ハンドル部分はウォールナットを使いました。独特の深いブラウンの木肌が美しく、高級感・重厚感を感じさせます。見た目だけでなく、程よい重量や製品になった後も狂いが少なく耐久性のある貴重な木材です。
持ちやすさや携帯性を考慮し、柄(持ち手)のないコンパクトなデザインにしました。力の入れ加減が調整しやすく、適度な強さでブラッシングすることができます。
 

ブラシの毛は柔らかくきめ細かい馬毛です。馬の中でも柔らかい鬣(たてがみ)の部分を使用しています。繊維への負担が少ない柔らかさと、チリホコリを払い繊維の絡みを解くことのできる十分なハリとコシを持ち合わせた、バランスの良い素材を選びました。
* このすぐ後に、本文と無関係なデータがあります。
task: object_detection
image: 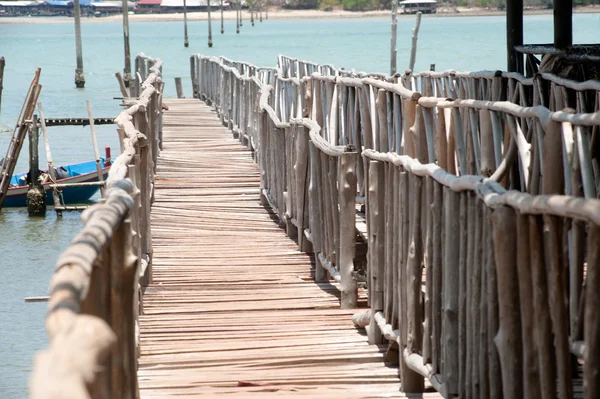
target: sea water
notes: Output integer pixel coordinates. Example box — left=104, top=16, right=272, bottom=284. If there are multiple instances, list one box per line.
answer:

天然毛である馬毛は、油分や水分を含み、キューティクルの大敵である静電気が起こりにくくいため、生地へのダメージを抑えることができます。獣毛のブラシで梳かすことで、ウールやカシミヤのキューティクルを整え、繊維を綺麗に整列させ艶を生み出します。
 
毛足の長さは24㎜。 20㎜から28㎜までを1㎜ずつ試した結果、使いやすさや汎用性を考え決定しました。
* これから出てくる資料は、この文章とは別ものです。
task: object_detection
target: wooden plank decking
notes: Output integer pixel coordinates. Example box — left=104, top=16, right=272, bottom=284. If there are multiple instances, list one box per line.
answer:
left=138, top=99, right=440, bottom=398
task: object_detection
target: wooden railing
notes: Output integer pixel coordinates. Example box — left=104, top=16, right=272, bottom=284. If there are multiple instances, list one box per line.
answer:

*東洋紡糸のカシミヤブラシは、国内の老舗ブラシ専門メーカーに製造を委託しています。  

ブラシのクリーニング

ブラシ本体に毛やチリホコリが たまったら、市販の櫛などで軽く梳かして取り除いて下さい。  

それでもできてしまった毛玉

できてしまった毛玉は残念ながら除去するしかありません。はさみや市販の毛玉取り器を使って表面を軽くカットしてください。強く引っ張りすぎたり押しつけたりして編地に穴があかないように気を付けてください。毛玉を取っても編地への大きな影響はありませんが、何回も同じ場所をカットすると生地が薄くなる可能性があります。
 
できるだけ毛玉をつくらないよう、着用前後のお手入れ習慣をお勧めします。